Speaking of delicious, Gail practices incisions on some hand pies and does as terrible a job as we’d expect. Thank goodness Todd is there to read surgical manuals and eat the botched pastries. When Phil observes Gail’s failures on the pie-tients, he enlists Todd for a trip to the morgue, in search of actual organs she can use for practice. While the body lockers of Malibu only hold skeletons for some reason — I’m really trying to be better about suspending my disbelief, you guys, so I won’t mention that that’s not how human decomposition works — the guys discover something far better. In college, Todd was in a hip-hop dance troupe called the Body Lockers. Thankfully, we’re gifted with some solid body-roles set to strobing flashlights. But back to the impending appendix sepsis: Phil thinks Carol ought to try working with “a pancake that’s a little fresher off the griddle,” a.k.a. Gordon.
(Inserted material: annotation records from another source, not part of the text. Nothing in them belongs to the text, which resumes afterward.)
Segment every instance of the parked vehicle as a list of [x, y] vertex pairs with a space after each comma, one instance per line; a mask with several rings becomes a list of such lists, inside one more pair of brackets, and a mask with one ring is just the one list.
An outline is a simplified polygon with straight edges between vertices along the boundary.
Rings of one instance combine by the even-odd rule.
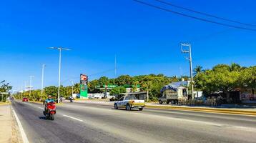
[[187, 99], [187, 89], [184, 87], [178, 87], [174, 89], [167, 89], [162, 92], [162, 96], [158, 98], [160, 104], [166, 103], [169, 104], [177, 104], [179, 101]]
[[29, 102], [29, 99], [26, 97], [24, 97], [22, 99], [22, 102]]
[[44, 111], [44, 114], [47, 119], [54, 120], [54, 114], [56, 114], [55, 102], [51, 102], [47, 103], [46, 111]]
[[126, 110], [131, 110], [134, 108], [142, 111], [144, 107], [144, 100], [139, 100], [134, 97], [122, 97], [114, 104], [114, 108], [115, 109], [125, 108]]

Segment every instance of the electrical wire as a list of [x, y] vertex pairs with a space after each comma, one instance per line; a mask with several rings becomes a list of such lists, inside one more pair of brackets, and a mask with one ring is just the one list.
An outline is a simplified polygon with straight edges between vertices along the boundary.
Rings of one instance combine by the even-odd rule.
[[169, 6], [174, 6], [174, 7], [179, 8], [179, 9], [181, 9], [187, 10], [187, 11], [194, 12], [194, 13], [196, 13], [196, 14], [201, 14], [201, 15], [204, 15], [204, 16], [210, 16], [210, 17], [213, 17], [213, 18], [215, 18], [215, 19], [221, 19], [221, 20], [224, 20], [224, 21], [230, 21], [230, 22], [233, 22], [233, 23], [236, 23], [236, 24], [242, 24], [242, 25], [246, 25], [246, 26], [256, 26], [256, 25], [254, 25], [254, 24], [246, 24], [246, 23], [240, 22], [240, 21], [238, 21], [228, 19], [217, 16], [215, 16], [215, 15], [206, 14], [206, 13], [204, 13], [204, 12], [195, 11], [195, 10], [193, 10], [193, 9], [187, 9], [187, 8], [185, 8], [185, 7], [182, 7], [182, 6], [180, 6], [173, 4], [170, 3], [170, 2], [167, 2], [167, 1], [162, 1], [162, 0], [155, 0], [155, 1], [157, 1], [158, 2], [160, 2], [160, 3], [162, 3], [162, 4], [167, 4], [167, 5], [169, 5]]
[[190, 16], [190, 15], [188, 15], [188, 14], [182, 14], [181, 12], [177, 12], [177, 11], [172, 11], [172, 10], [170, 10], [170, 9], [164, 9], [164, 8], [162, 8], [162, 7], [160, 7], [160, 6], [155, 6], [155, 5], [147, 3], [147, 2], [142, 1], [139, 1], [139, 0], [133, 0], [133, 1], [136, 1], [137, 3], [140, 3], [142, 4], [144, 4], [144, 5], [147, 5], [147, 6], [154, 7], [154, 8], [156, 8], [156, 9], [161, 9], [161, 10], [163, 10], [163, 11], [168, 11], [168, 12], [172, 12], [173, 14], [181, 15], [181, 16], [185, 16], [185, 17], [189, 17], [189, 18], [195, 19], [197, 19], [197, 20], [206, 21], [206, 22], [208, 22], [208, 23], [216, 24], [219, 24], [219, 25], [222, 25], [222, 26], [232, 27], [232, 28], [235, 28], [235, 29], [240, 29], [256, 31], [256, 29], [249, 29], [249, 28], [242, 27], [242, 26], [230, 25], [230, 24], [223, 24], [223, 23], [221, 23], [221, 22], [217, 22], [217, 21], [215, 21], [208, 20], [208, 19], [206, 19], [199, 18], [199, 17], [196, 17], [196, 16]]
Todd protests, but Phil makes him help dig up his recently departed friend. Despite the sweet air-freshener necklaces they’ve rigged up for this stinky job, Todd breaks down in tears: “There’s just so much stuff, you know!” Word, Todd. As he bawls, he lets slip that he and Gail are boning. In a rare mature move, Phil moves on from this sexy knowledge and tells Todd to help finish the job. And finish they do — but when Phil and Todd tell Gail about their gross gift, they find her practicing on a proper surgical dummy. Uh, never mind!
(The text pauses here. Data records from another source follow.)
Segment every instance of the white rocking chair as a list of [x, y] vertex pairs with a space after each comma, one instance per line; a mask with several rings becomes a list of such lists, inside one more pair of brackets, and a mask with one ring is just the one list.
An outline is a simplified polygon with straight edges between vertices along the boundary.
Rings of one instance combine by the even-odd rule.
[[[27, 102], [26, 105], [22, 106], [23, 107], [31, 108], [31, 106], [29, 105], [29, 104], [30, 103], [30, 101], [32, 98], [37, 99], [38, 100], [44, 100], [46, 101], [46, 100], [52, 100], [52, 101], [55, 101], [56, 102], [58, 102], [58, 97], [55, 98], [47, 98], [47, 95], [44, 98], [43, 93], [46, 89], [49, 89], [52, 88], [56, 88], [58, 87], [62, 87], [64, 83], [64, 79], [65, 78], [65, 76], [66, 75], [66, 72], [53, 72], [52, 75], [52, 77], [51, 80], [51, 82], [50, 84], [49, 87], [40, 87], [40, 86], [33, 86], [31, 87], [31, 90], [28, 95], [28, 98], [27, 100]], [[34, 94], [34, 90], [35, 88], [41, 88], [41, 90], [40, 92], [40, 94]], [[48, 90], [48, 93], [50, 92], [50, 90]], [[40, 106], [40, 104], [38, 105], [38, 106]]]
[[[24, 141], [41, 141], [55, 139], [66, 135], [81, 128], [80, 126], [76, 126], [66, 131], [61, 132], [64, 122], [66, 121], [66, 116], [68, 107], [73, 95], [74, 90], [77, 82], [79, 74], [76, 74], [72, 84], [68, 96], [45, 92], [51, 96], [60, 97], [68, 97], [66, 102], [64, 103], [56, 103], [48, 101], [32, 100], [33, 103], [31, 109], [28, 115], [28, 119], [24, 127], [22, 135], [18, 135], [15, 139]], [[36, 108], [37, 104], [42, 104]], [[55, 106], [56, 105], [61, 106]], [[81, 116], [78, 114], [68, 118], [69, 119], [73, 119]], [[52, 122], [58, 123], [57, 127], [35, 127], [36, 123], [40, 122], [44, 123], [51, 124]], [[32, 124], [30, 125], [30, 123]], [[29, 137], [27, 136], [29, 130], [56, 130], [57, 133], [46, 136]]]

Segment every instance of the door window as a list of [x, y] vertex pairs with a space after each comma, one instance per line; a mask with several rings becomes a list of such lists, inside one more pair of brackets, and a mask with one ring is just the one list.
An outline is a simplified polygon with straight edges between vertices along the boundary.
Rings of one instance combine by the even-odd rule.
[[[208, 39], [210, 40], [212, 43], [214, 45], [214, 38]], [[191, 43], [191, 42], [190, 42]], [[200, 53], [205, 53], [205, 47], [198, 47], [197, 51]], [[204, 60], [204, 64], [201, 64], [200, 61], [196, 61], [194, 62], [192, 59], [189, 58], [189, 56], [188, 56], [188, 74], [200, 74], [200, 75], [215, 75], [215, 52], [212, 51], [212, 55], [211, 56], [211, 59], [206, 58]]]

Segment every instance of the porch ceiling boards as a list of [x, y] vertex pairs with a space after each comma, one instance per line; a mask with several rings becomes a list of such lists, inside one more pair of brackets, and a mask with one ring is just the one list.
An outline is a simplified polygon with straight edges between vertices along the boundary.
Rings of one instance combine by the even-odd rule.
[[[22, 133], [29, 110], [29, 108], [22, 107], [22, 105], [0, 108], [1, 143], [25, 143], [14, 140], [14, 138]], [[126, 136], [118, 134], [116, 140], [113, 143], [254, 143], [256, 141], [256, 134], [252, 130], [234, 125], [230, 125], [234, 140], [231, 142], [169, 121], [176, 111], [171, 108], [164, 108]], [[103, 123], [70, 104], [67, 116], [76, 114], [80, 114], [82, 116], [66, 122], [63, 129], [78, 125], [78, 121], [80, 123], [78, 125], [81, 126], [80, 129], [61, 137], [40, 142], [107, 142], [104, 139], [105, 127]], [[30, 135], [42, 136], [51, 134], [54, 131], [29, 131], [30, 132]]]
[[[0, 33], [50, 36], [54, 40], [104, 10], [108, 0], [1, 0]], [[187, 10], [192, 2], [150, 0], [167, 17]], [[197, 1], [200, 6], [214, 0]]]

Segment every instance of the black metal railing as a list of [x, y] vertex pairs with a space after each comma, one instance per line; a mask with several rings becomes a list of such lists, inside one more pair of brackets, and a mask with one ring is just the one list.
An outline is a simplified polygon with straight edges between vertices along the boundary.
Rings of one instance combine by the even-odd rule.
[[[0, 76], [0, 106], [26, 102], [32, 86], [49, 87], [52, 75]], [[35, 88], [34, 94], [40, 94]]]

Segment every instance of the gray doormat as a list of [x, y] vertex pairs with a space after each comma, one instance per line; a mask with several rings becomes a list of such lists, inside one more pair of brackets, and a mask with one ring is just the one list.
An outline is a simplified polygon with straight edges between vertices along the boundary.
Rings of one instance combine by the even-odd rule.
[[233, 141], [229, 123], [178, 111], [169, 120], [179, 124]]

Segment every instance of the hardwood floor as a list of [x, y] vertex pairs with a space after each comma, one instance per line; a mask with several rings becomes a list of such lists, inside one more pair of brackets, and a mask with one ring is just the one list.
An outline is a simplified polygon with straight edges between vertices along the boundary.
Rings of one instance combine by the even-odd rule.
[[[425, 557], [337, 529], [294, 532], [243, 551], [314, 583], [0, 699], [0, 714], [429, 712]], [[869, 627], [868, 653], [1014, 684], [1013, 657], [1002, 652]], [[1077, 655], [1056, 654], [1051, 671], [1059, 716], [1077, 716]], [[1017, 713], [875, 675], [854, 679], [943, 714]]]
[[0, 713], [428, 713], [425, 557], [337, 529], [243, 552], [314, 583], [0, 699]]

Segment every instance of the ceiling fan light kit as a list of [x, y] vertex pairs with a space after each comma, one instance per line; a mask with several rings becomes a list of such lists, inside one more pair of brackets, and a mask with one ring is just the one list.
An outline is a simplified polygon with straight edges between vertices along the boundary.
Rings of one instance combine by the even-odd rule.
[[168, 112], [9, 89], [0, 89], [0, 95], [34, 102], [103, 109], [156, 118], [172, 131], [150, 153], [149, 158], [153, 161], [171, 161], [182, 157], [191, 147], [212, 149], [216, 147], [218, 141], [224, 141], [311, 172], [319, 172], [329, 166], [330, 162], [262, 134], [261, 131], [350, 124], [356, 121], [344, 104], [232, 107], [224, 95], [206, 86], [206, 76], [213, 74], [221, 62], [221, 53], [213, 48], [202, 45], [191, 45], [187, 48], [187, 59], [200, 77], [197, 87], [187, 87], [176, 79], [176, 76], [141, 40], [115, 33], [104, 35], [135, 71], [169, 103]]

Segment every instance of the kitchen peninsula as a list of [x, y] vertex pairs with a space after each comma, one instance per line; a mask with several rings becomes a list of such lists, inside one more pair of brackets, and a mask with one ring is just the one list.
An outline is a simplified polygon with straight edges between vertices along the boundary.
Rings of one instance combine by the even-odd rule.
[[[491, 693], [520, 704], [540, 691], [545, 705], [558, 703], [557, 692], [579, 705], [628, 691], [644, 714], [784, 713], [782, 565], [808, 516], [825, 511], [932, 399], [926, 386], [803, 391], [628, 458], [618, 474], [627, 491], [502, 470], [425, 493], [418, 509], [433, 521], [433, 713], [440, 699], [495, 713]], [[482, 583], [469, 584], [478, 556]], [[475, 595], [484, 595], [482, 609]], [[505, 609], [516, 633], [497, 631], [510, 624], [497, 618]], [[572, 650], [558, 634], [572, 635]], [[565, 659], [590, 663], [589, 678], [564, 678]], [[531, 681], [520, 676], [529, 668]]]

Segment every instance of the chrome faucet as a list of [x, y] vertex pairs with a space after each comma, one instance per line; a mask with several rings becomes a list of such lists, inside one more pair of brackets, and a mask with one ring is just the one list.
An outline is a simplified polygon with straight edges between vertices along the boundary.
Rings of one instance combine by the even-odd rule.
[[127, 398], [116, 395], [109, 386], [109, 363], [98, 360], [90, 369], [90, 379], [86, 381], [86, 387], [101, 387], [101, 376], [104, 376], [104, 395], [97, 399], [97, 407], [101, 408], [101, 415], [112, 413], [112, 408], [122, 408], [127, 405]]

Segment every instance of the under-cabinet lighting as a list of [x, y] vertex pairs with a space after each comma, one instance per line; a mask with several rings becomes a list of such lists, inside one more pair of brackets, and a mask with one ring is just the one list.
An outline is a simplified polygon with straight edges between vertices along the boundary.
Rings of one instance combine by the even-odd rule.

We’re getting close to the main event now, so EvPhil tries to apologize to Erica for the way things went down. “We can talk about that later,” she insists. The sweet moment is tempered when Phil is convinced this sick daddy-to-be is asking him to father his unborn child when all EvPhil really wants is a glass of water. He’s in such pain that he insists Gail start surgery, even though she’s not ready; it’s nighttime, and she’s performing this operation by headlamp because it’s still the same night, apparently. With Todd assisting over a couple of ketchup spots and Gail’s medical vocabulary restricted to terms like “the clampy thing,” The Knick this is not, but Gail’s fraught emotions as she yells about her patient philling up with blood (sorry) are pretty terrifying. We end on a stressful surgery scene, intercut with Mike Miller making his descent from outer space, and the unmistakable sound of a flatlining monitor.

So, EvPhil is totally dead. Sad, but inevitable — for nomenclature reasons alone. This show can offer us goofy puns and sight gags every week, but the episodes that pack emotional gut-punches are the ones that stick. Once Mike Miller washes ashore in the spring, he ought to freshen up this disparate band of survivors and teach us some great new faux-swear words. They say it takes a village to raise a child, and I sure hope Erica’s baby is ready to hatch when the Malibu bunch returns next spring. New blood will serve Last Man well.